Four women, Eliane Plewman, Madeleine Damerment, Yolande Beekman and Nora Baker (Noor) were discharged from the Pforzheim prison on 11th September, and transferred to Dachau and lodged in separate cells. On the night of 12th September 1944, Pirzadi Noor Inayat Khan was given a specially hard time: "with full works", as described by some. She was kicked by the German soldiers with their heavy boots, raped repeatedly, and in the morning of the 13th, when she lay in a bloody mess, was told to kneel as she was going to be shot in the head. Her last word was "liberté".  The other three girls were simply shot in the head. They, mercifully, did not receive the "full treatment". Bodies of the four women agents were then cremated.

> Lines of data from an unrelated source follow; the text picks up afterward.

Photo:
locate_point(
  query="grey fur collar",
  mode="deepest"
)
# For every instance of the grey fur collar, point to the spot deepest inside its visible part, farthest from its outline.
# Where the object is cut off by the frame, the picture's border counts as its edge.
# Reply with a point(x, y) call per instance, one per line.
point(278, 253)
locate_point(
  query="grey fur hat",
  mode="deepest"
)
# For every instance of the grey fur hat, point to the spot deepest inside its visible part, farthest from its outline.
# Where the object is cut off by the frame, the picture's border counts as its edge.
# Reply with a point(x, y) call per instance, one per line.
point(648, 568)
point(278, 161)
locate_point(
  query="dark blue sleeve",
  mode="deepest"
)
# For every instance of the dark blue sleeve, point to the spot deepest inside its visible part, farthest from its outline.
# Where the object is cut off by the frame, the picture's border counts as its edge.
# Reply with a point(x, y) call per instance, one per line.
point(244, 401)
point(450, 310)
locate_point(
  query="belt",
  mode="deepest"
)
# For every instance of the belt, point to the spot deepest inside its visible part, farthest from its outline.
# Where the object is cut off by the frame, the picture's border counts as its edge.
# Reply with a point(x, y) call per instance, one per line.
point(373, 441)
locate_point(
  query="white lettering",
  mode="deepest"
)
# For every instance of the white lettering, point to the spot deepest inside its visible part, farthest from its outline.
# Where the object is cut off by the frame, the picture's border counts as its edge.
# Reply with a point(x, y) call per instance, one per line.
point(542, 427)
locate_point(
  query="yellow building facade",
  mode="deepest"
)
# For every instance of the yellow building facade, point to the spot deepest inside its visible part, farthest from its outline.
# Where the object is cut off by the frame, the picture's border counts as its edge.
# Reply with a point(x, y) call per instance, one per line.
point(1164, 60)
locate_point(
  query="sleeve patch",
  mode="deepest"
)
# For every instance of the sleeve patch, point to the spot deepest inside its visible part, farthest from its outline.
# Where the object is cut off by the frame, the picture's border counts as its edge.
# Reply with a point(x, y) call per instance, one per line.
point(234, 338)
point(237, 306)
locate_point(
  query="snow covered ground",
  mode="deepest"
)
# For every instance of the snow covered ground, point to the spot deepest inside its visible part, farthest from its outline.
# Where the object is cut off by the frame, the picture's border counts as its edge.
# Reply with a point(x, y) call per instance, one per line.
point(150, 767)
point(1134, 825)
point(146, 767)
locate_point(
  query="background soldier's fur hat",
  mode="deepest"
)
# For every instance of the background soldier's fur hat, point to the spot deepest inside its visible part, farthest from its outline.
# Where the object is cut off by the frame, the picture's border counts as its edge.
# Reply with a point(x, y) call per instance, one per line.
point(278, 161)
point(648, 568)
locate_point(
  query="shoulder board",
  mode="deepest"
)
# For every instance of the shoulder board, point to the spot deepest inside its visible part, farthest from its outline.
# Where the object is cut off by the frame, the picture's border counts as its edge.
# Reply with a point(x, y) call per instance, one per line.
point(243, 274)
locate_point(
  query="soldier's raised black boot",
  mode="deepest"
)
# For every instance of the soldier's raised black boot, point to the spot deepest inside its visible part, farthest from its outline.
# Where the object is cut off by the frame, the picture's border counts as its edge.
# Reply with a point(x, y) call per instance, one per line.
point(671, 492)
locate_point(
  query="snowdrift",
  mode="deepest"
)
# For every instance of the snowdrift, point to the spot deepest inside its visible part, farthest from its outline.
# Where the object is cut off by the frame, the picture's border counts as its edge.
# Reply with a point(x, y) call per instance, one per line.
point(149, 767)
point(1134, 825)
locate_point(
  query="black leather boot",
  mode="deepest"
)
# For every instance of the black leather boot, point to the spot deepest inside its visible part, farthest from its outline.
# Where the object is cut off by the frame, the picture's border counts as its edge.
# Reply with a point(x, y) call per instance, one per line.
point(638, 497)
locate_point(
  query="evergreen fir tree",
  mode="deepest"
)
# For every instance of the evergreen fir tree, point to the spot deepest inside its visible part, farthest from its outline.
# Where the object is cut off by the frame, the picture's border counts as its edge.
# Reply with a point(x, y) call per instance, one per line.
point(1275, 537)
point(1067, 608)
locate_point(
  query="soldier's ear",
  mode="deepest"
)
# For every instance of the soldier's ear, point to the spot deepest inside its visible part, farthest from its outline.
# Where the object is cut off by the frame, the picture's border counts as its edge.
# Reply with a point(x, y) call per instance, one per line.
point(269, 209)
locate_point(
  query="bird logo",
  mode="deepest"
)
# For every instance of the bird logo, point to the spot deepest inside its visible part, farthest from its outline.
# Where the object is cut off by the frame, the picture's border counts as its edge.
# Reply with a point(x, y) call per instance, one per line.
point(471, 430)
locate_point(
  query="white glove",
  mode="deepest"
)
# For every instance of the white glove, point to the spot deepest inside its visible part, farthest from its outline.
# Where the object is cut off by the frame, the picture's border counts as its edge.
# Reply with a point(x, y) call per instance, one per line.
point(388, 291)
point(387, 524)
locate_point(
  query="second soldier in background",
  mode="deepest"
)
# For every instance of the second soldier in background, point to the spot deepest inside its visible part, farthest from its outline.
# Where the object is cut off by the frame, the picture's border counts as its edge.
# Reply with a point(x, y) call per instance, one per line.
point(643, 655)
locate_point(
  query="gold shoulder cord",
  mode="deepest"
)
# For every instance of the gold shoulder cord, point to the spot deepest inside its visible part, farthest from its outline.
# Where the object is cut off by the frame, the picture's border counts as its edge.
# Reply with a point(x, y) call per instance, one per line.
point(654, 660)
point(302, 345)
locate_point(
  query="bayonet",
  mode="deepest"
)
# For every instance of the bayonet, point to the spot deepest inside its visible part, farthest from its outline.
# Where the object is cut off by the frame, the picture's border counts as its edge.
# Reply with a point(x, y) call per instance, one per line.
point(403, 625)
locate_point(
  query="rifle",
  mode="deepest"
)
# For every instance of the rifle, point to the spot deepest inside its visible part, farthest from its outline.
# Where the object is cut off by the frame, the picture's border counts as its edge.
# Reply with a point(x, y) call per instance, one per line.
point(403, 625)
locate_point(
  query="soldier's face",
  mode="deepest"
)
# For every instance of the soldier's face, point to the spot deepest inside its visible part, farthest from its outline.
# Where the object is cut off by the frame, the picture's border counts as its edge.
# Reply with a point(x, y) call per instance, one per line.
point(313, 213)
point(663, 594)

The Nazis had broken her body, but not her spirit.

A plaque now marks her resting place at Dachau. Seven months later Dachau was liberated, but it was too late. She was thirty years and nine months old when she was murdered.

The French celebrate her as a national heroine. Posthumously, the French awarded her the Croix de Guerre. She was given the George Cross and made an MBE by Britain.

Do awards in this world matter?

Some of her contemporaries described her as idealist, dreamy, clairvoyant The dreamy bit may be due to her idealism, which turns out to be practical. We see that she looks after her siblings when she is herself a child and her mother is in ill-health. She uses her knowledge of child psychology by writing stories for children, and by doing radio shows for them. She shows her love for humanity by joining the War as a spy against the Nazis. That courage in putting her life at stake, of braving the possibility of torture and early death, is breathtaking.

It is Eid night here, and I cannot sleep …

Then a prayer comes to my heart, not to my lips. I seldom vocalize my prayers.

"O Allah! You are free from all blemish. Whatever happened, happened with your knowledge. O Allah! cleanse Noor of all sins, forgive her, give her permanent abode in Jannat-ul-Firdaws."